For her grade 12 year, Sheryl Karras packed her bags and traded Salmon Arm for Japan, where she lived with a family, went to school and immersed herself in the culture.
Japan in the early 1980s was a pretty foreign place for someone coming from a small town in BC, Karras says. “Japanese culture is refined; there is precision in its rituals. Being in another country, you learn so much about your own culture and recognize that the world is a pretty small place.”
The experience abroad sparked Karras’s interest in international affairs and became the catalyst for her career development. Today, she is director of administration of UVic’s Bachelor of Commerce (BCom) program at the Peter B. Gustavson School of Business. The job involves guiding the operations of the program to ensure that students are enrolled, teaching faculty are in place, and the programming is achieving its overarching goals.
International experience is a cornerstone of the BCom program, which makes it a great fit for Karras. Founded in 1990, the program offers the largest international business exchange program in Canada. When it was being developed, Karras says, stakeholders wanted the school to have a niche, to differentiate it from commerce programs at other research institutions. “It was an opportunity to think differently,” she says.
Today, students in the international business specialization at UVic can choose from among 91 universities for their international study term. Only one of these is located in an English-speaking country—Singapore; all the others are in non-English-speaking countries in South America, Europe, Asia and Africa.
“As a business school, we should be engaging students in that global perspective,” Karras says, noting that many undergraduate students have not had the opportunity to travel outside of North America. “We don’t expect all of our students to work overseas, but chances are they will have some connection with an international client or business in their careers.”
A NEW ADVENTURE
Karras joined the Gustavson School of Business in 2000. She worked as an admissions officer and international student advisor before moving up to her current position, which she’s held since 2014. Prior to this, every step of Karras’s career involved an element of international relations. Inspired by her year abroad in high school, she studied international relations at UBC, later earning a master’s degree in education administration from the University of Victoria. Along the way, she gained work experience at the Japan Pavillion during Expo 86 and at private language schools in Victoria and Vancouver, which gave her the opportunity to travel to Japan several times. These experiences eventually led Karras and her husband to return to Salmon Arm, where she worked at what was then Okanagan University College in the Continuing Studies program, coordinating short-term, non-degree programs for international students. “Helping people experience international opportunities through the education side was where I felt I would fit nicely,” Karras says, adding that the program “was a way to give others an opportunity to learn about Canadian culture and connect Canada with other cultures.”

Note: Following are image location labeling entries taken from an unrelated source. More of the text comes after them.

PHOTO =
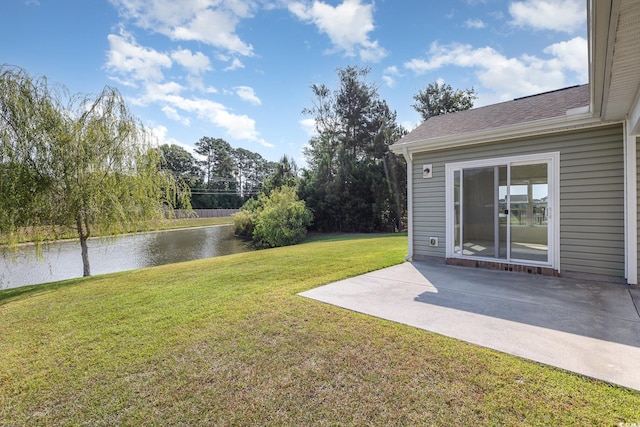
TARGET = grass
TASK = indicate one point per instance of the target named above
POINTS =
(226, 341)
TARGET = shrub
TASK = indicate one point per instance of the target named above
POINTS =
(280, 219)
(244, 219)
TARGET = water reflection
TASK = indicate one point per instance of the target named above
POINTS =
(62, 260)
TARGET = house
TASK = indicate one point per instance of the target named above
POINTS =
(543, 184)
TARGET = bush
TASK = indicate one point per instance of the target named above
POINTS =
(244, 219)
(280, 219)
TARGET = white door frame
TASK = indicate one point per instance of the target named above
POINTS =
(553, 160)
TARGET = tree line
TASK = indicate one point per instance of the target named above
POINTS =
(223, 178)
(85, 163)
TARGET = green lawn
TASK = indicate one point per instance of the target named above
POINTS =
(226, 341)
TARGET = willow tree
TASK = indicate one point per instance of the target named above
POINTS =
(75, 162)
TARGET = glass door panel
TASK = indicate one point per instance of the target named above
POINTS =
(502, 211)
(479, 205)
(528, 213)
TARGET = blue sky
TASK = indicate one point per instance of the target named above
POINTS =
(241, 70)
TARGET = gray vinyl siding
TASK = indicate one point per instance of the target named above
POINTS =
(638, 195)
(591, 195)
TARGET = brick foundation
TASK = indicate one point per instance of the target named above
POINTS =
(503, 266)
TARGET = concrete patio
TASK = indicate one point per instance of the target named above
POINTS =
(591, 328)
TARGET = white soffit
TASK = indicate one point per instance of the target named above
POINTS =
(625, 67)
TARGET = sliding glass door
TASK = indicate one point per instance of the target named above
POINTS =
(500, 210)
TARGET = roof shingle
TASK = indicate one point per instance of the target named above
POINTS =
(521, 110)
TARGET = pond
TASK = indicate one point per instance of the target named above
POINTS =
(62, 260)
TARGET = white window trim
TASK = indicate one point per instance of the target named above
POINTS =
(554, 195)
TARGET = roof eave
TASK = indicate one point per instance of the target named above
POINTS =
(520, 130)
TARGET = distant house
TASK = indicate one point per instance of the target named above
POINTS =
(543, 184)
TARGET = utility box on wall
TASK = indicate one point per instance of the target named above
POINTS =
(427, 171)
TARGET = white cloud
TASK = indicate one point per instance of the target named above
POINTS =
(309, 126)
(573, 54)
(347, 25)
(247, 93)
(474, 23)
(237, 126)
(212, 22)
(512, 77)
(129, 59)
(389, 75)
(557, 15)
(196, 63)
(235, 64)
(173, 114)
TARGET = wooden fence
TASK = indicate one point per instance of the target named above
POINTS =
(204, 213)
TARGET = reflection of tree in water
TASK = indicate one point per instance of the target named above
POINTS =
(186, 245)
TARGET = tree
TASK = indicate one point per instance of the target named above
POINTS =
(438, 99)
(219, 170)
(181, 164)
(82, 163)
(285, 174)
(274, 220)
(348, 182)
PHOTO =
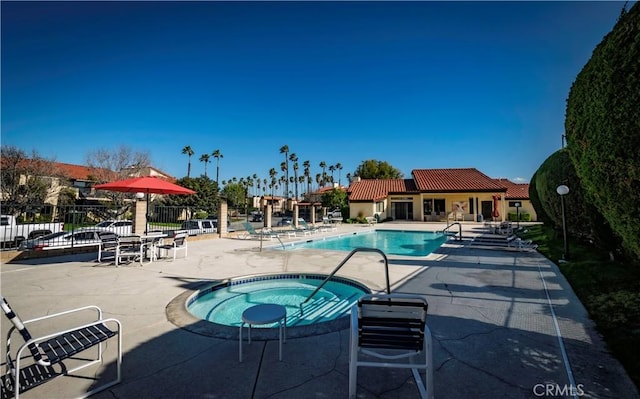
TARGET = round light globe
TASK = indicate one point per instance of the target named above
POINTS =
(562, 189)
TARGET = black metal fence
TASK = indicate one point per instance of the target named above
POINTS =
(38, 222)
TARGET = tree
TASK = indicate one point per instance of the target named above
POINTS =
(307, 172)
(285, 150)
(217, 155)
(24, 179)
(272, 174)
(206, 197)
(117, 164)
(206, 159)
(336, 198)
(372, 169)
(189, 152)
(323, 165)
(236, 194)
(583, 220)
(602, 127)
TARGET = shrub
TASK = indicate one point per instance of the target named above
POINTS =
(615, 309)
(582, 218)
(602, 126)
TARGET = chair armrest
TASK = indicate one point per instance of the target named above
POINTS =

A member of the PEA since starting at UVic, Karras is entering her second term as chair of the UVic chapter and has recently joined the Association executive.
“I started as a chapter representative because it was an opportunity to learn a bit about the PEA and to get to know my colleagues a bit better,” Karras says. “Not too long after, I became a member of the executive.”
The PEA helped provide Karras and her family with another international opportunity. Thanks to the collective agreement at the time, she was able to take a sabbatical year in France in 2008/09 with her husband and son, which fulfilled a desire she had been harbouring since high school.
The family spent the year in the town of Bujaleuf, in what was then the region of Limousin, now part of Nouvelle-Aquitaine.
“I thought it would be a great opportunity for my son to have the same experience that I did (when I went to Japan), really embracing and getting to know another culture. We had an amazing year.”
Is Karras done with living abroad? “Oh no,” she says. She hasn’t yet picked her next home away from home, though she admits to being not quite done with France.
For now, however, Karras says she enjoys the creative opportunities her position gives her for building a strong BCom program for students. Several years ago, for example, her interest in reshaping how BCom students develop their “soft skills” led to her introducing a conference on workplace skills for students. The two-day event—now in its 13th year—brings students together with local and international speakers.
“Out of this, students get an opportunity to experience a professional conference, attend workshops delivered by business professionals, and have an opportunity to practice the skills they develop,” Karras says.
Karras also helped introduce a career-preparation component that students complete in their last year. The component is designed to enable each student to identify their professional gaps and work on improving their skills in those areas. “This has been an amazing element to develop as it really helps students connect all that they have learned in the program through their academic and co-op work terms and put their focus on their career preparation,” Karras says.
Ultimately, Karras says, the business industry is looking for people who can think about business and find solutions to problems. To this end, her aim is to ensure that students are well prepared for diverse business environments and that their degree has “put them in a position to go in any direction they want.”